Blackwood Companions

Companions are the biggest new edition since One Tamriel launched, no contest.

Closing things out is the free update. Headlining here was the Next-Gen update, which is obviously big for those who managed to get next gen consoles. I am one, and am definitely impressed with how ESO looks and performs on the new consoles. For everyone else though, its Endeavors that steal the show. For a long while now ESO has had a loot box system called Crown Crates. It’s kind of annoying, but mostly avoidable. Now though, you can acquire Crown Crate items with in-game currency. No randomness, no more premium only cosmetics/houses/etc, it’s an honest to god consumer friendly only feature addition. While I’m sure it won’t exactly placate Crown Crate haters (I am one, and am not totally placated), but it’s one helluva big move on Zenimax’s part. More moves like this please.

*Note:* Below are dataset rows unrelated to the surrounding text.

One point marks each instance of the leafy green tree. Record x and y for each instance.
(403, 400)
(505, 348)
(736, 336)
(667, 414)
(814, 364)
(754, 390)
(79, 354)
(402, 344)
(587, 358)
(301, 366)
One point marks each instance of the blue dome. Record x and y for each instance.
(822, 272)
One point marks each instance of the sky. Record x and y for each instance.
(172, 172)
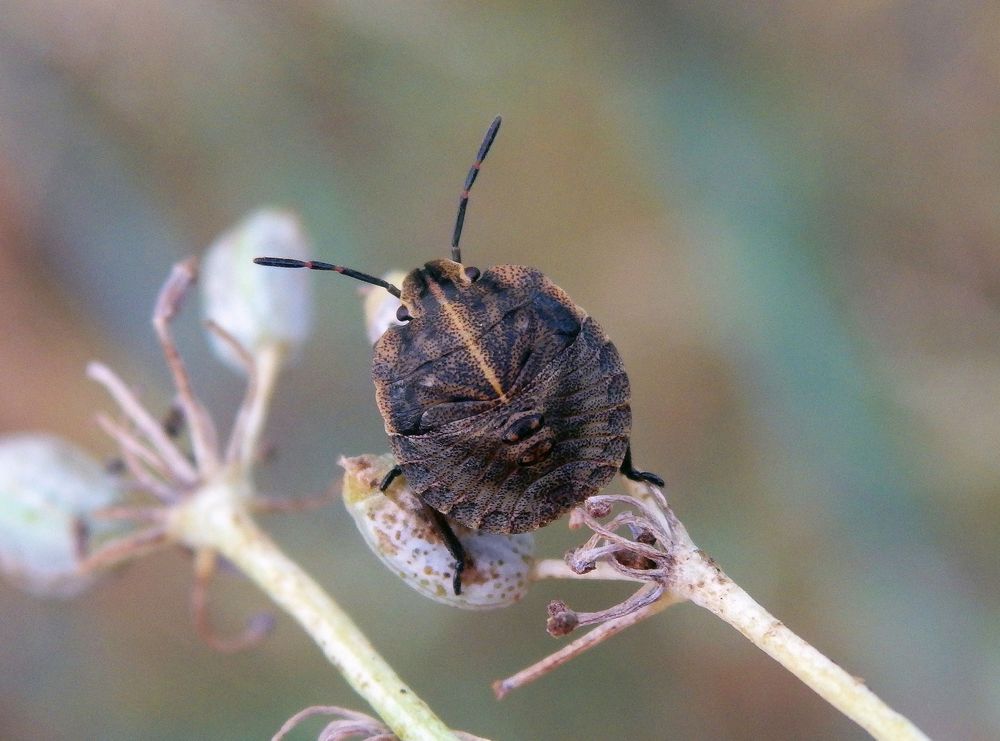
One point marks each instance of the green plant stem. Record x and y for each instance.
(215, 517)
(696, 577)
(700, 580)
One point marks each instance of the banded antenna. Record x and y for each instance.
(463, 202)
(286, 262)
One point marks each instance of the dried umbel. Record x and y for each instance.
(401, 530)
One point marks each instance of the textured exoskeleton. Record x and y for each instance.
(505, 404)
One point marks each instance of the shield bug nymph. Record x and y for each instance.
(504, 402)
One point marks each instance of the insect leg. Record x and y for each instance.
(390, 477)
(454, 546)
(629, 472)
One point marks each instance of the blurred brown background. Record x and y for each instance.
(786, 215)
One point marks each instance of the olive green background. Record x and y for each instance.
(785, 214)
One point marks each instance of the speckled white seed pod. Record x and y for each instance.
(397, 528)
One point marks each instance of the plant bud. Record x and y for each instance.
(49, 491)
(259, 307)
(397, 527)
(380, 306)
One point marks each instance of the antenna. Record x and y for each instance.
(463, 202)
(285, 262)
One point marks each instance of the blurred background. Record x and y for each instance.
(786, 216)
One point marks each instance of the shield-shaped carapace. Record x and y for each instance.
(504, 402)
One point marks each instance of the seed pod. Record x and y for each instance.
(259, 308)
(49, 491)
(399, 529)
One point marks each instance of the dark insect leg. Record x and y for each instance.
(454, 546)
(629, 472)
(390, 477)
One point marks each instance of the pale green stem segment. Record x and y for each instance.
(704, 583)
(217, 518)
(698, 578)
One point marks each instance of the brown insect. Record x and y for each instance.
(504, 402)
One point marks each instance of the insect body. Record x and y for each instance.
(504, 402)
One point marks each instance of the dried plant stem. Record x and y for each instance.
(700, 580)
(216, 518)
(502, 687)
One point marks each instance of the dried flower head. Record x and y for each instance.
(260, 309)
(50, 495)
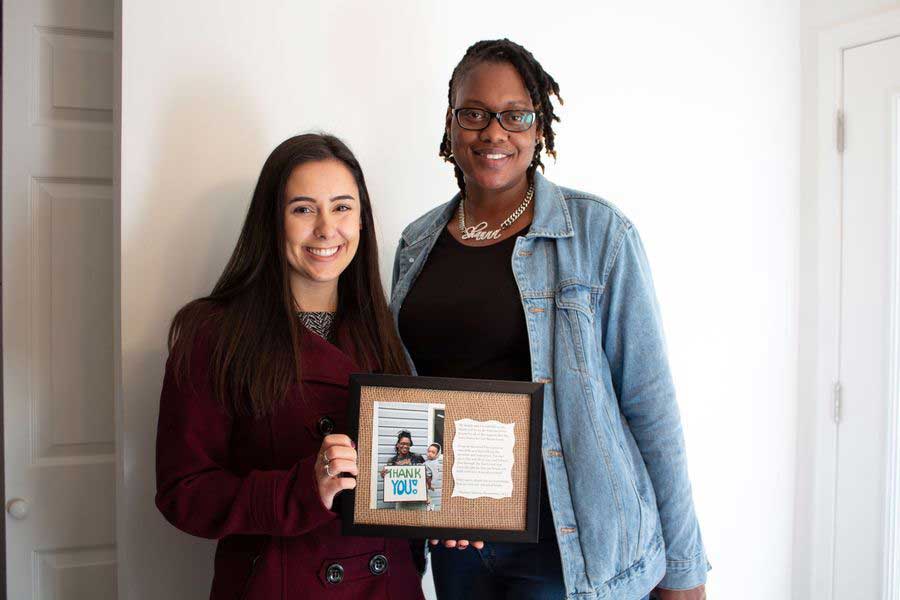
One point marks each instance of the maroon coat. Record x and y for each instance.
(250, 484)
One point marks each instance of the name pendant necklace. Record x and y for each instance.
(480, 232)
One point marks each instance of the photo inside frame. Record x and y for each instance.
(485, 435)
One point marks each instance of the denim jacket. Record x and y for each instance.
(612, 448)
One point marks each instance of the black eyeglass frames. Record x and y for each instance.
(476, 119)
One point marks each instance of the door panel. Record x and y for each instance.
(871, 86)
(58, 373)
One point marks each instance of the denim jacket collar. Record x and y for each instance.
(551, 216)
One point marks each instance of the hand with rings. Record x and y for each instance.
(337, 455)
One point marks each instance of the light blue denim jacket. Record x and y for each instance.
(613, 449)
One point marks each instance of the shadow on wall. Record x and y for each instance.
(189, 186)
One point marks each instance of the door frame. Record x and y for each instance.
(832, 44)
(2, 425)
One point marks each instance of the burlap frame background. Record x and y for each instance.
(507, 514)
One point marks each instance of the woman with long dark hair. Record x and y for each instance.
(517, 278)
(249, 449)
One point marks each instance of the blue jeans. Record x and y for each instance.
(499, 571)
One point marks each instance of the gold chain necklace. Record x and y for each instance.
(479, 232)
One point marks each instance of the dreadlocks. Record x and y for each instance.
(539, 83)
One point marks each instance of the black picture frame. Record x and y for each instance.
(535, 392)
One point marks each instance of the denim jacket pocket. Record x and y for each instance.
(575, 295)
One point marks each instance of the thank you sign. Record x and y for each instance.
(404, 483)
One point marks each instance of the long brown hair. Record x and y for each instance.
(254, 335)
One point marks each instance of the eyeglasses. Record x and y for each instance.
(476, 119)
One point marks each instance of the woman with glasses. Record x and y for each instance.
(517, 278)
(249, 445)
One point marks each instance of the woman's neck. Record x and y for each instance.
(314, 296)
(493, 206)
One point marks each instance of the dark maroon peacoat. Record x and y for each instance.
(250, 484)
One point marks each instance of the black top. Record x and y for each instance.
(463, 317)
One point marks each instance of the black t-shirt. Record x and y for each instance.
(463, 317)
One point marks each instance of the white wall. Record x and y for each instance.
(684, 114)
(817, 16)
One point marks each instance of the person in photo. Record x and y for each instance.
(432, 460)
(251, 446)
(518, 278)
(403, 455)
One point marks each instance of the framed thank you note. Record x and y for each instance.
(445, 458)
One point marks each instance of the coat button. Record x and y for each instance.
(334, 573)
(326, 426)
(378, 564)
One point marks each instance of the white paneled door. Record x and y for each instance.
(57, 284)
(867, 424)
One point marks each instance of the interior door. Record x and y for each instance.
(57, 273)
(868, 293)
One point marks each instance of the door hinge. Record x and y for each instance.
(839, 132)
(836, 393)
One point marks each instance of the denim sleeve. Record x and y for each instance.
(396, 271)
(635, 347)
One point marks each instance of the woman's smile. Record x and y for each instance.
(323, 254)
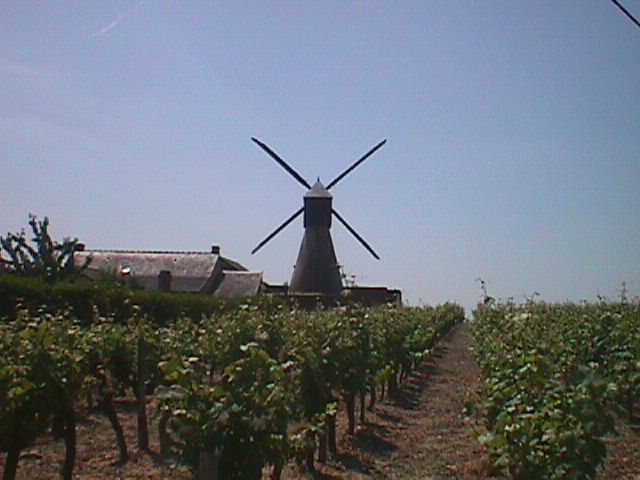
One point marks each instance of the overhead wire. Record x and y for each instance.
(626, 12)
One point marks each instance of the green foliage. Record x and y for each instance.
(41, 257)
(253, 385)
(89, 300)
(554, 375)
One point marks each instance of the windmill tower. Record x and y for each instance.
(317, 269)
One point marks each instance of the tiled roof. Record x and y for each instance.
(190, 271)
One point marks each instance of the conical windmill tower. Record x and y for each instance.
(317, 269)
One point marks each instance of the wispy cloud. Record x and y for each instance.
(117, 20)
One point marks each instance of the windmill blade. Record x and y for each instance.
(355, 234)
(281, 162)
(278, 230)
(358, 162)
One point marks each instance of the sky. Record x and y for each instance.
(512, 128)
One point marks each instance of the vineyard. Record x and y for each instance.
(263, 391)
(557, 377)
(235, 392)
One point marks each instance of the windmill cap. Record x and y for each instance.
(318, 191)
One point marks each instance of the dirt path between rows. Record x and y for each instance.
(419, 433)
(422, 431)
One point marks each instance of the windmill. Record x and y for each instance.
(317, 269)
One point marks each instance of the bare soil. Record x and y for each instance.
(421, 432)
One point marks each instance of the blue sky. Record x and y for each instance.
(513, 135)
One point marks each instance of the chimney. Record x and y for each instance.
(164, 281)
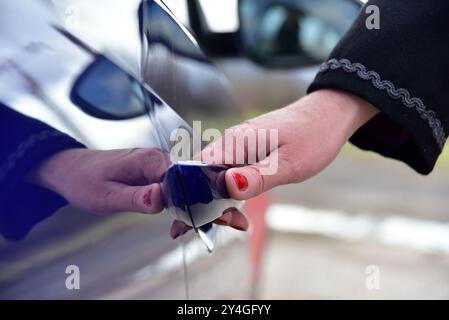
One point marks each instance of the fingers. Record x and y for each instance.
(249, 181)
(178, 228)
(145, 199)
(232, 217)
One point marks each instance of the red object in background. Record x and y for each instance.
(256, 210)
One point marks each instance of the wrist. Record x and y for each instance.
(343, 109)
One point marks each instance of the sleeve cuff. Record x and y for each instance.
(416, 135)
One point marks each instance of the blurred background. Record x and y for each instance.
(365, 228)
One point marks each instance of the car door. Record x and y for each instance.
(74, 254)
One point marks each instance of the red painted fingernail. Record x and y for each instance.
(147, 198)
(240, 181)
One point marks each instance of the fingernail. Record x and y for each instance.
(180, 233)
(240, 181)
(147, 198)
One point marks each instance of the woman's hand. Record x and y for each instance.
(311, 133)
(105, 182)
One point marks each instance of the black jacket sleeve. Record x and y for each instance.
(25, 143)
(403, 70)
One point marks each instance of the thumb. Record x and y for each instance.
(143, 199)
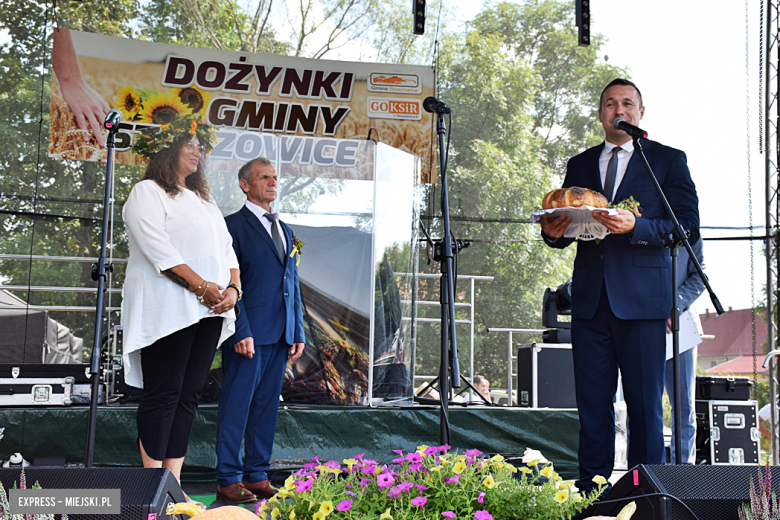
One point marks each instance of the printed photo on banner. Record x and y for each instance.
(258, 102)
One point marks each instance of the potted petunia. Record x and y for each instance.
(429, 483)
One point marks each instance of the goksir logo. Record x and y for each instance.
(388, 108)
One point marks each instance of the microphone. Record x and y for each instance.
(634, 131)
(113, 118)
(434, 106)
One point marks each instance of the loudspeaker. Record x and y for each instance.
(710, 492)
(145, 492)
(545, 376)
(392, 381)
(418, 16)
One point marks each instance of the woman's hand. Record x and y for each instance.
(229, 298)
(213, 294)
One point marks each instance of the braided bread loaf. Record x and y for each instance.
(574, 197)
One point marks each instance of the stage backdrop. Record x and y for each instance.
(278, 95)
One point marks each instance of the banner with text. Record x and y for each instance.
(275, 97)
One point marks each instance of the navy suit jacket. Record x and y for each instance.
(636, 268)
(272, 297)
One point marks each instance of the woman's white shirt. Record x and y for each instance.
(164, 232)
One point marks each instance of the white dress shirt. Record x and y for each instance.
(164, 232)
(624, 156)
(259, 213)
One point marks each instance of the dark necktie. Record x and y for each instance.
(275, 235)
(609, 183)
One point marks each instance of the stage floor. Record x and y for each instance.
(333, 433)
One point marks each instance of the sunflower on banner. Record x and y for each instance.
(159, 108)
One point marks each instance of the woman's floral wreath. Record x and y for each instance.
(177, 114)
(153, 140)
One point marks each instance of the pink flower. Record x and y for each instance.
(344, 505)
(405, 486)
(420, 501)
(385, 480)
(304, 486)
(414, 457)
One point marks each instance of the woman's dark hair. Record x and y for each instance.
(162, 170)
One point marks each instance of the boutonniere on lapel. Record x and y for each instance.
(297, 248)
(630, 204)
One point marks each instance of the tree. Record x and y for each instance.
(524, 98)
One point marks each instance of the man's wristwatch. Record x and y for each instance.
(238, 290)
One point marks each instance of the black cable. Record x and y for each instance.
(45, 216)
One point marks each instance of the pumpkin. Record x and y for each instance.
(218, 513)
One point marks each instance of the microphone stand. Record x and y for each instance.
(673, 241)
(444, 253)
(99, 271)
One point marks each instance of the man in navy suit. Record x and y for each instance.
(622, 287)
(269, 331)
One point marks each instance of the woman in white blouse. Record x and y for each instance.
(181, 285)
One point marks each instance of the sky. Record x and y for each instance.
(688, 59)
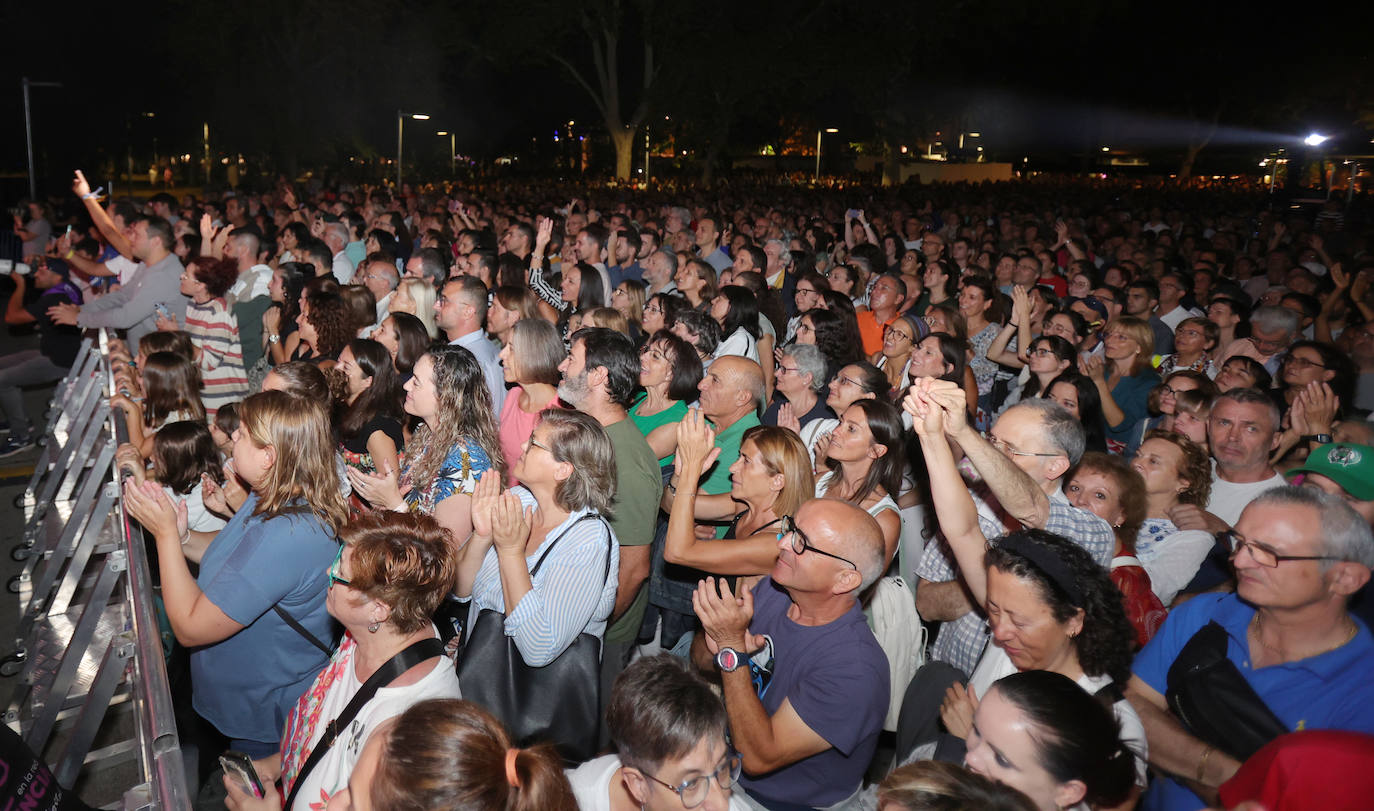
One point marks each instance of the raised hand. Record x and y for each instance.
(695, 441)
(79, 186)
(485, 496)
(381, 488)
(510, 524)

If you haven’t noticed, I’m a huge fan of The Elder Scrolls Online: Blackwood. It’s just altogether a perfect example of why I love this game. The world, the lore, the new mechanics, Oblivion Portals, it’s just all so well done. And this is built on top of everything Elder Scrolls Online has already done, and molded around One Tamriel. I admit I was initially unhappy with the lack of a new class, or skill line, or even a rework of existing ones. But the Companions system is so much more than something so simple, it’s a brand new feature to engage with. And it’s going to be expanded too, with new Companions from different parts of the world coming. Hopefully, it’s at the same quality as Blackwood, which just sets the bar going forward.

Graphics: 9.0

The new areas are absolutely spectacular and I love the glimpses we get of the infamous Deadlands.

Gameplay: 9.0

Mechanically, Blackwood is a slam dunk. Love the Oblivion Portals, Companions are everything you hoped for, and Blackwood itself is so fun to explore.

Sound: 9.0

ESO’s sound team continues to impress, as the soundtrack is again phenomenal while the voice work top of the line.

Fun Factor: 9.0

Elder Scrolls Online remains my favorite MMO, and Blackwood exemplifies why. Great story, fun characters, and what a fantastic area to explore.

Final Verdict: 9.0

The Elder Scrolls Online: Blackwood is available now on PC, PS4, PS5, Xbox One, Xbox Series S|X, and Stadia.

Reviewed on PC.

A copy of The Elder Scrolls Online: Blackwood was provided by the publisher.